There is a coin with a probability $p$ of heads, and $1-p$ of tails. Tosses are independent of each other. When you bet an amount of money $x$, you receive $2x$ if it lands heads, and you lose what you bet if it lands tails.
We are going to use the following strategy:
You start betting an initial amount $x_0$. Every time you lose, you bet twice what you bet in the previous throw. You keep doing this, until you win, at which point you retire, or start again, betting $x_0$.
The interesting case of course is when $p < 0.5$.
The question is: How profitable is this strategy? Intuitively I feel that eventually I can always win an arbitrarily large amount of money. But that can't be entirely right ("the house always wins!"). So what am I missing here? What's the expected win in each run?
Also, does this sort of strategy have a name in the literature?
P.S.: Found this later, https://en.wikipedia.org/wiki/Martingale_(betting_system)
Best Answer
So you are betting $1, 2, 4, 8,...,2^n$ dollars in each succesive round you do not win; that is, the prize of getting to the nth round is $\sum_{i=1}^{n}{2}^{n-1}={2}^n-1$.

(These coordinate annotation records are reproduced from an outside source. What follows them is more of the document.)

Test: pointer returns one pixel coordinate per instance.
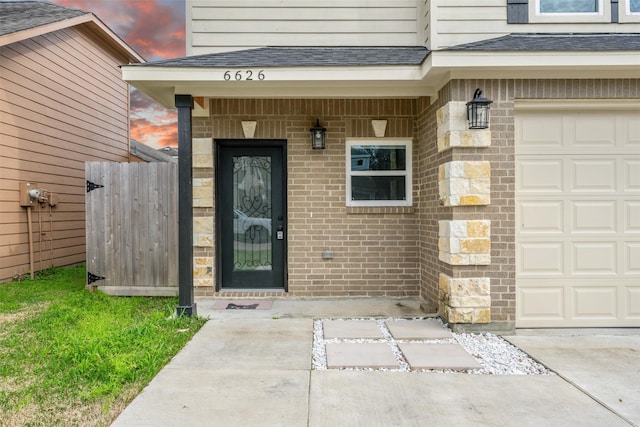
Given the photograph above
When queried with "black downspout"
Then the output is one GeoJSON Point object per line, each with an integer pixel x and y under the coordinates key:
{"type": "Point", "coordinates": [186, 304]}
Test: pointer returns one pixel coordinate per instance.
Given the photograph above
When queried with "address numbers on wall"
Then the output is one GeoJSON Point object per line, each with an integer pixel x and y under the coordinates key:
{"type": "Point", "coordinates": [240, 75]}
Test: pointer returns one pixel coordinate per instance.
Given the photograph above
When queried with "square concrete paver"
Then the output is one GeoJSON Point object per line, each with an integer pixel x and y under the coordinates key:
{"type": "Point", "coordinates": [428, 329]}
{"type": "Point", "coordinates": [347, 329]}
{"type": "Point", "coordinates": [438, 356]}
{"type": "Point", "coordinates": [360, 355]}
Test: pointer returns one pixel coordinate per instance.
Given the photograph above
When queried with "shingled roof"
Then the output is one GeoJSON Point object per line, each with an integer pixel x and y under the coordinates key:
{"type": "Point", "coordinates": [555, 42]}
{"type": "Point", "coordinates": [23, 15]}
{"type": "Point", "coordinates": [302, 57]}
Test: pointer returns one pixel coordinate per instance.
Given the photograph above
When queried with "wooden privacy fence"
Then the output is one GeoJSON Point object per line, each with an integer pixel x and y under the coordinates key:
{"type": "Point", "coordinates": [132, 228]}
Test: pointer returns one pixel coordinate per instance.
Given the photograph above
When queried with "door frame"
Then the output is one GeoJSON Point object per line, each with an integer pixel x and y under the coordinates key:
{"type": "Point", "coordinates": [220, 143]}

If you win the nth bet, you get $2, 4, 8,..., 2^{n}$ dollars. To that we have to discount what you had to bet to get there, so your net win given that you win at round $n$ is $2^{n}-2^{n}+1=1$ dollar.
Now, we better calculate how much money we are expected to need in the betting process: it would not do to have to leave the table if we empty our pockets.
Let $X$ denote the money spent until we win. Then $X={2}^Y-1$, where $Y$ is the number of rounds until we win.
$Y\sim Geom(p)$, and so $P(Y=n)=p(1-p)^{n-1}\quad n\in\mathbb{N}$.
Thus: $$ E[X]=E[{2}^Y-1]= E[{2}^Y]-1=[\sum_{i=1}^{\infty}2^iP(Y=i)] -1= [\sum_{i=1}^{\infty}2^ip(1-p)^{i-1}] -1=p[\sum_{i=1}^{\infty}2^i(1-p)^{i-1}] -1 $$ The series only converges if $2(1-p)<1$; that is, if $p>1/2$. That means that you should be willing to bet infinite money in order to make the bet profitable, and all of that for a measly dollar.
In case you are curious, the expectancy when $p>1/2$ is: $$ E[X]=\frac{2p}{1-2(1-p)} -1= \frac{2p}{2p-1}-1=\frac{1}{2p-1} $$ But then again, is fairly obvious that when $p>1/2$ the game has positive expected value, so just playing with any bet is profitable.